By nature, I am a fairly reserved person.  I am not comfortable in large groups of strangers; I have even been known to develop a last minute, “illness,” when I feel pressured to participate in social groups.  I was tempted to back out of this one too, but others had been turned away from the opportunity.  I could not intentionally skip out on it.  Sometimes those nagging feelings of guilt and responsibility really  do save me, and this was one of those times.
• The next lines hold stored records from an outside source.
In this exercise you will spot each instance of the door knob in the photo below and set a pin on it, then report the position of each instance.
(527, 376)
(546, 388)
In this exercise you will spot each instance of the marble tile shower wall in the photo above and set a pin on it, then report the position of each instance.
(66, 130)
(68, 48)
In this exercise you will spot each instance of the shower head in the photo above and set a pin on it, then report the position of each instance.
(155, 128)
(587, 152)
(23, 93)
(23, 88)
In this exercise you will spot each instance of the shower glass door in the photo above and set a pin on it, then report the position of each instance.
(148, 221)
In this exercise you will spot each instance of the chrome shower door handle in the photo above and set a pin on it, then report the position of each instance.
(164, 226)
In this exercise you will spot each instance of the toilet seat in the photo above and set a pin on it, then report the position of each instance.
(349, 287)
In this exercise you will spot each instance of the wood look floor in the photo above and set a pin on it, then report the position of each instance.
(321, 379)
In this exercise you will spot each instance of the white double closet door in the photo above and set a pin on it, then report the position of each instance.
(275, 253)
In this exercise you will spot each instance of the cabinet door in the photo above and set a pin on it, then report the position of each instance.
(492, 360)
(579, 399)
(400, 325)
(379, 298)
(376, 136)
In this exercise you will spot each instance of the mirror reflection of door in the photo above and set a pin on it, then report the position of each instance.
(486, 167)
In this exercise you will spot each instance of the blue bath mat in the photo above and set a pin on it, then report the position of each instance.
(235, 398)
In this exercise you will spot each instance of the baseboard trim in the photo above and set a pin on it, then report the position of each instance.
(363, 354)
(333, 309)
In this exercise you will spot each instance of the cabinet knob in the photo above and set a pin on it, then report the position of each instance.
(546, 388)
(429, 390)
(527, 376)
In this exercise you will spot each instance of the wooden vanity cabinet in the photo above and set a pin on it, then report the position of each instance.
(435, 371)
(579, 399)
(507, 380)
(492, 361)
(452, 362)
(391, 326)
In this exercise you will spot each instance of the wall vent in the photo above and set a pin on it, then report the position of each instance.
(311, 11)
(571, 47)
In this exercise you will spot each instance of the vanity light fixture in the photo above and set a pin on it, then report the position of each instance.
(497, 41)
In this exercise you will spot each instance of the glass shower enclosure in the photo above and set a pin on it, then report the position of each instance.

I entered the room with an overwhelming sense of trepidation. “Please don’t make me hold hands and sing, ‘Kumbaya,’ with a bunch of strangers,” I silently prayed.  I was one of the last to arrive and had missed several of the introductions already.  The group was busy making Journey Boards – scrapbook pages of themselves and their journeys that landed them here.  As I hurried to catch up, I became overwhelmed by the lives of the women surrounding me, and I immediately realized I had entered a room of sisters, not strangers.  These women had faced and conquered struggles that I cannot even imagine.  Loss of husbands, abusive husbands, children with multiple diagnoses, and multiple children with special needs.  By the time I had my board prepared to share, I felt nothing but pure joy for the life I was blessed to have, and this was only the first hours of a life-changing event.

Over the next four days, our group participated in courses tailored to the significant challenges that come from raising special needs children.  We were taught about working with our schools to develop amazing IEPs (Individualized Education Programs – not plans – see Lana I remembered something :).  A local chiropractor volunteered his time to discuss chiropractic options to treating our special kiddos.  We learned about resources available through Medicaid and other charitable organizations.  Did you know that Idaho Falls has a group that is dedicated to finding bicycles that work for our special needs kids?  Neither did I. Amazing!  And that was just the tip of the iceberg.

We learned about the importance of taking care of ourselves and putting priorities in proper perspective.  Later in the week, a certified ABA therapist provided training on handling many of the challenging behaviors we see every day with our children.  I had more questions answered in these four days than I have in all the years of being Luke’s mommy.  I came home on fire with new ambition and drive to make changes in Luke’s care that will help him develop to his full potential.  More than that, though, I came home with a new network of support, new friends living with parallel challenges, new skills (and no, ladies, painting is not among those skills), and new perspective.

Thankfully, my prayers were answered.  Although we did have one very close call, we were never required to hold hands and sing “Kumbaya.”  I would say, however, that I do have more of a Kumbaya spirit now.  A huge thank you to all of the many, many people and organizations that contributed time, money, and effort to make this possible.  Every one of you contributed to healing this stressed-out, tattered mamma.